Even with an OC I7 the best you can hope for at a heavy airport is 22-25 FPS at higher settings. So you really need to decide if it's worth it

 

DX10 can help you free up a bit more of the 4 GB VAS limit as it is not directly tied to the 4GB limit as DX9 is but you will need the DX10 fixer to have a good experience with it. I'm sure you get OOM's as a result of your traffic settings...

 

The bottom line is that the CPU must be able to feed the GPU fast enough , if it can't you get what you have, That is seemingly low GPU usage as the main program thread is already maxed at 100% and can't push instructions to the GPU any faster. Anything beyond 4 physical cores you need to go for highest single threaded CPU performance you can afford.

Posted

Thanks Dave and Steve.  I knew FSX takes a large system to run and I'm happy with the setting not turned up all the way, however I thought I might get better than 6fps.

 

The thing that struck me the most was getting less than 20% GPU usage in FSX.  As I said previously CoD Modern Warfare 3 using upwards of 60%, and Battlefield 4 uses very close to 100% of my GPU.  Now I didn't buy my new GPU exlusively for FSX, I bought it for other games such as the ones I just mentioned and  just assumed that it would make a difference with FSX.  The new GPU made a huge difference to three of my games I have tried since installing it, but nothing to FSX.  If I can get away with a few hundered dollars for a new processor then I will buy one, however if that won't make a noticable difference to FSX I may have to re-think it.  As I said I didn't buy the new GPU for FSX so I didn't research problems with FSX and graphics cards.

 

I will now, however read up from the suggestions you made and try to find a new processor that will improve my system as well as no costing me an arm and a leg.

 

Cheers again guys

Mark

Posted

 

For my money, I recommend an i7 processor (4770k or 4790k are my favorites and nice NVIDA card.
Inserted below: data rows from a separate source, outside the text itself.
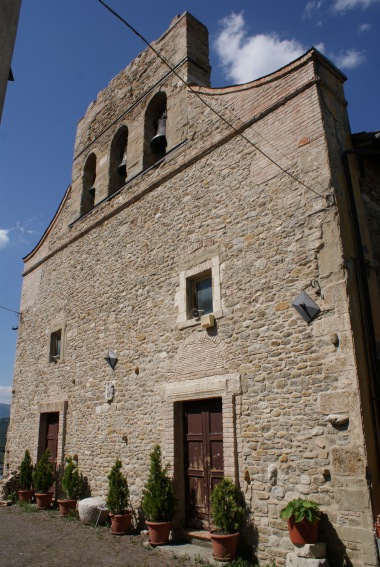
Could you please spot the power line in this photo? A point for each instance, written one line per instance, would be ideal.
(206, 103)
(12, 310)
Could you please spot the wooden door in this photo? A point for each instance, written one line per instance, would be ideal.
(51, 441)
(203, 435)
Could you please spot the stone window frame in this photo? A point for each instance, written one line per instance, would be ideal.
(211, 266)
(55, 328)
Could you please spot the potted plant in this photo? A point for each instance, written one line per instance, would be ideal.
(302, 517)
(72, 484)
(117, 500)
(25, 493)
(228, 515)
(158, 500)
(43, 478)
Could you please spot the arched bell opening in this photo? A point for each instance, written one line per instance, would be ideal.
(155, 140)
(88, 185)
(118, 160)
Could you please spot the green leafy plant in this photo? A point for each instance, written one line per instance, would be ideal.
(226, 507)
(159, 499)
(118, 491)
(72, 480)
(12, 497)
(301, 509)
(26, 472)
(43, 474)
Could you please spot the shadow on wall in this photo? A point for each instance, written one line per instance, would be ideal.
(248, 543)
(336, 550)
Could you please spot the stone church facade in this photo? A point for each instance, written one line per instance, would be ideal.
(227, 272)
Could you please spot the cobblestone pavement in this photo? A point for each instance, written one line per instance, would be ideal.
(44, 539)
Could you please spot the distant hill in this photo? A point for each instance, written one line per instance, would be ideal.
(5, 410)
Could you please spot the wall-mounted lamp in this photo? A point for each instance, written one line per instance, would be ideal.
(111, 359)
(306, 307)
(316, 285)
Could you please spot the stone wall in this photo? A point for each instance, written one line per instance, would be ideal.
(291, 405)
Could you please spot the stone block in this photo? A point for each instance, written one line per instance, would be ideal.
(338, 401)
(347, 461)
(93, 510)
(311, 550)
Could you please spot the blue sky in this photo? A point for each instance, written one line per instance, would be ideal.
(66, 52)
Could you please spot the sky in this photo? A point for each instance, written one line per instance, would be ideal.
(66, 52)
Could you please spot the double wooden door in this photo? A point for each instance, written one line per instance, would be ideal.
(203, 435)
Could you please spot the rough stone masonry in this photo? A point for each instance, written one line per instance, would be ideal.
(118, 269)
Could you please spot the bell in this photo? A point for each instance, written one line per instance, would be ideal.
(122, 167)
(158, 143)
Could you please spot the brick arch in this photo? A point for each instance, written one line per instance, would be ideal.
(200, 354)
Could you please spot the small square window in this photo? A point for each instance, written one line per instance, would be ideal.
(199, 288)
(55, 346)
(199, 292)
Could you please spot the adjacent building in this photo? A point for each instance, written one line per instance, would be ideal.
(210, 283)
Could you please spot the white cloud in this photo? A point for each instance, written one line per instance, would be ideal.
(311, 8)
(4, 238)
(345, 5)
(350, 59)
(247, 58)
(5, 394)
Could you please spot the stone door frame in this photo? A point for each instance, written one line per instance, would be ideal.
(225, 386)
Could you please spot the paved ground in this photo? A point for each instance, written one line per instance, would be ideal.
(44, 539)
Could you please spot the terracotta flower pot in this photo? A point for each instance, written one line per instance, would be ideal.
(44, 500)
(224, 546)
(159, 532)
(121, 523)
(302, 532)
(25, 496)
(66, 506)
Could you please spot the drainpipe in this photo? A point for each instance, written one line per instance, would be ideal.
(365, 301)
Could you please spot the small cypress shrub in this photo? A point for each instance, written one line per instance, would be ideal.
(43, 474)
(118, 491)
(72, 480)
(158, 499)
(26, 472)
(227, 512)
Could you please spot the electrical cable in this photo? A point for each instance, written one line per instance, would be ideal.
(162, 58)
(12, 310)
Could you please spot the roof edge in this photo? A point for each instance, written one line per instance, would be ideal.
(50, 226)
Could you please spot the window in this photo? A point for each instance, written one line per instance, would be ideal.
(55, 346)
(200, 294)
(118, 160)
(199, 288)
(155, 140)
(88, 180)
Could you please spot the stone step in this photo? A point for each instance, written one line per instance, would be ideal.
(195, 537)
In fact, you can get a 760 (does a FINE job with FSX) for a pretty good price, and going with a newer card isn't going to get you much.  

 

I went for this exact setup after doing some research before building a rig for FSX, and its (almost) perfect. Around 20 FPS in really heavy scenarios with PMDG, Active Sky NEXT and mega airports, which is OK. A GTX 780 Ti would probably yield another 3-5 FPS, but in my opinion its not worth it.